Prove that the union of all lines containing a point A is the plane.

Question

I need to prove this with the knowledge of incidence and order axioms.

Let $X$ be a set with all the points forming all the lines containing the point $A$, and let $Y$ the set of all points in the plane. I want to prove that they have the same elements, so I will show that $X \subset Y$ and $Y \subset X$.

Given any line $r \subset X$, presumably, $r \subset Y$ because I want to show that the union of all of them is exactly equal to the plane, so each line is IN the plane itself, then $X \subset Y$.

Now choose a point $Y_0 \in Y$ and let $s \subset X$ be a line.
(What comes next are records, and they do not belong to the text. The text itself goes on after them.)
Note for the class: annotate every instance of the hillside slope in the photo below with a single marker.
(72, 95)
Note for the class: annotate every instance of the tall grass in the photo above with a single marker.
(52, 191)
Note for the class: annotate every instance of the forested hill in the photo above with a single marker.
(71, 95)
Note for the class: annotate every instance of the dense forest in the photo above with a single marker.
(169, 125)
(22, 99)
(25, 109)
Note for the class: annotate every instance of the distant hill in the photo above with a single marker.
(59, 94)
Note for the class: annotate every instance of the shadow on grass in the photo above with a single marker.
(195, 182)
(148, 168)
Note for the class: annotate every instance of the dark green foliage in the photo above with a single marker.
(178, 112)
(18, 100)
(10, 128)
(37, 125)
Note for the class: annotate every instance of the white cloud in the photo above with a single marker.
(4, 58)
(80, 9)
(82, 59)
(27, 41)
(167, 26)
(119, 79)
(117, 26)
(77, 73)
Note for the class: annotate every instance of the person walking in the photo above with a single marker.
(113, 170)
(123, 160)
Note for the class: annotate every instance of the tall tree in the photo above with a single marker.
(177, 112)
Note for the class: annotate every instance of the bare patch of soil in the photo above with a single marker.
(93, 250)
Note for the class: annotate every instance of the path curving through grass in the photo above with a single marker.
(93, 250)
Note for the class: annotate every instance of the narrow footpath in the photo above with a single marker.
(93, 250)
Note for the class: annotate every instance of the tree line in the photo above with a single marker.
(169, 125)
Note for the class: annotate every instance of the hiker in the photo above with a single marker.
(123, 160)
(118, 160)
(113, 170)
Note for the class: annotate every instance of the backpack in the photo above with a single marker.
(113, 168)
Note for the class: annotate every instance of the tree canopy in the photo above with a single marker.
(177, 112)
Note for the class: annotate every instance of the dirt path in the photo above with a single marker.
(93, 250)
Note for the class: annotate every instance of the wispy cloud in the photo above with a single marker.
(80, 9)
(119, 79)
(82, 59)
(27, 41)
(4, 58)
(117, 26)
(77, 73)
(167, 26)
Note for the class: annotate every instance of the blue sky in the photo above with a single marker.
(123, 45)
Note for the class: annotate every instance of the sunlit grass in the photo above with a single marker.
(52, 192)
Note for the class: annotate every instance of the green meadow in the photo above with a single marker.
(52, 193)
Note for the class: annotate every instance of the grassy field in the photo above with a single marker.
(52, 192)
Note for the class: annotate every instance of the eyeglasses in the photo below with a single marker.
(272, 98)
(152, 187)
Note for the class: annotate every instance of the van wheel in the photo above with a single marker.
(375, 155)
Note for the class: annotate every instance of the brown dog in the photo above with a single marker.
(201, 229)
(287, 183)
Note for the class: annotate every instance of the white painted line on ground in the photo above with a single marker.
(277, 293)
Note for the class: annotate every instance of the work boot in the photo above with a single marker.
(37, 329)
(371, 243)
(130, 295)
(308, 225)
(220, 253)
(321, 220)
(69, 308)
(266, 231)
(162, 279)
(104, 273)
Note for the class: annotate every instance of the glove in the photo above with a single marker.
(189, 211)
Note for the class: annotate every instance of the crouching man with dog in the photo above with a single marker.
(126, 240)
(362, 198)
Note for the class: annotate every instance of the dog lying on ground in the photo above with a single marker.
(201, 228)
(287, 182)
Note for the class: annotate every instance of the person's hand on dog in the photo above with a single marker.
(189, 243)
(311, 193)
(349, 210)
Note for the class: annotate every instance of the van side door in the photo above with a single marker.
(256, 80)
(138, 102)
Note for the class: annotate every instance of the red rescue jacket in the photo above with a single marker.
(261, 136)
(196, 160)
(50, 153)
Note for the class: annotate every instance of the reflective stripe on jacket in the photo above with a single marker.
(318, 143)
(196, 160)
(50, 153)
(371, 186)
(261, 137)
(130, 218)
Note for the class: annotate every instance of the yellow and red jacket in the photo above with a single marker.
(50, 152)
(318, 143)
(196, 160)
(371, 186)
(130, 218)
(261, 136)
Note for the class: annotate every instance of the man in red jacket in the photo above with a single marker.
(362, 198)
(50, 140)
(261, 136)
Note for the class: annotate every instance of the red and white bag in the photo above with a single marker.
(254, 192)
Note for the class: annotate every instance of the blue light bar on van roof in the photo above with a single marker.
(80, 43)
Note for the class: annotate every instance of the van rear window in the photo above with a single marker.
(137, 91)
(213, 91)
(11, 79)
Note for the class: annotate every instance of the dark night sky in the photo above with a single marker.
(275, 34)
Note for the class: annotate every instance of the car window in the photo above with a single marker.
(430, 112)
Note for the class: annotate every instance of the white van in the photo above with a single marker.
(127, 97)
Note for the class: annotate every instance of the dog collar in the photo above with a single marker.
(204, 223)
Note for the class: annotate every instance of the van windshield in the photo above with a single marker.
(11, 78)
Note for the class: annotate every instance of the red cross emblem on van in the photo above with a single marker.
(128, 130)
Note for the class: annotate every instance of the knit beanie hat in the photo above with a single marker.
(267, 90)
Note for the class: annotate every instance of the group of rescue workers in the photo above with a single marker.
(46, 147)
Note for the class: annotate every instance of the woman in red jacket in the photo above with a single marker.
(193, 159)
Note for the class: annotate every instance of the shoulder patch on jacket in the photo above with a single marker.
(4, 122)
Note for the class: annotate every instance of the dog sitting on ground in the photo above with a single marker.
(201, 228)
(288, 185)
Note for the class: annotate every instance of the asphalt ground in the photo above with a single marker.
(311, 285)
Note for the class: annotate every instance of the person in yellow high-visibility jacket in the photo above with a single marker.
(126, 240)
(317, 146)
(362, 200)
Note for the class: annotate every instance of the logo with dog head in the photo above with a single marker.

By one of the axioms, there's a point $X_0$ out of $s$, make $X_0 = Y_0$ and by the first incidence axiom, given two points, in this case, $X_0 = Y_0$ and $A$, there's a line containing both of these points, thus $Y_0$ is a point in a line contaning $A$. Therefore, $Y \subset X$.

Finally, it's proved that $X = Y$.

Just to clafiry on the geometry I'm dealing with:

Axioms of incidence:

I) Given two distinct points, there's a single line containing both.
II) In any given a single line, there are at least two distinct points in it.
III) There are three points such that there's not a line containing all of them simultaneously.

Axioms of Order:

$A * B * C$ means that point B is between $A$ and $C.$

I) If $A * B * C$, then $A, B$ and $C$ are three distinct points in the same line and $C * B * A$.
II) Given three points in a line, one, and only one of them is in between the other two.
III) Given two points $B$ and $D$, there exists points $A, C$ and $E$ such that $A * B * D$, $B * C * D$, $B * D * E$.
IV) For any line $m$ and for any given three points $A, B$ and $C$ out of $m$:

• i) If $A$ and $B$ are in the same side of $m$ and $B$ and $C$ are in the same side of $m$, then $A$ and $C$ are in the same side of $m$.
  
• ii) If $A$ and $B$ are in opposite sides of $m$ and $B$ and $C$ are in opposite sides of $m$, then $A$ and $C$ are in the same side of $m$.

PS: Two points $A$ and $B$ being in the same side of a line $m$ means that the segment $AB$ has no intersection with the line $m$. If they're in opposite sides, then $AB$ intersects $m$.

Answer 1

Given any line $r \subset X$, presumably, $r \subset Y$ because I want to show that the union of all of them is exactly equal to the plane, so each line is IN the plane itself, then $X \subset Y$.

This argument sounds a bit cyclical: “because I want to show something, the thing that I want to show must be true.”

But showing the first direction using the cited axioms is indeed problematic. None of your axioms talk about a concept called “plane”, so you can't directly apply the axioms to prove anything about $Y$.

If you say that your axioms are meant to characterized the plane, then you'd probably say all the points there are belonging to the plane. $Y$ would be the set of all the points, and any set of points would be a subset of that. So this first direction might be obvious in that sense, but it depends on a definition that should have been explicit but wasn't stated as such.

Now choose a point $Y_0 \in Y$ and let $s \subset X$ be a line. By one of the axioms, there's a point $X_0$ out of $s$, make $X_0 = Y_0$ and by the first incidence axiom, […]

I find this argument hard to follow. The order appears wrong, because you pick $Y_0$ and $s$ at the same time and apparently independent from one another, yet you then expect $X_0$ to be both equal to $Y_0$ and incident with $s$. To make that work, you need to pick the point first, and the line second and taking the point into account.

The second half of that paragraph actually appears to do just that, so best to drop the first half.

given two points, in this case, $X_0 = Y_0$ and $A$, there's a line containing both of these points, thus $Y_0$ is a point in a line contaning $A$. Therefore, $Y \subset X$.

This is a sound argument, and the core of the whole proof.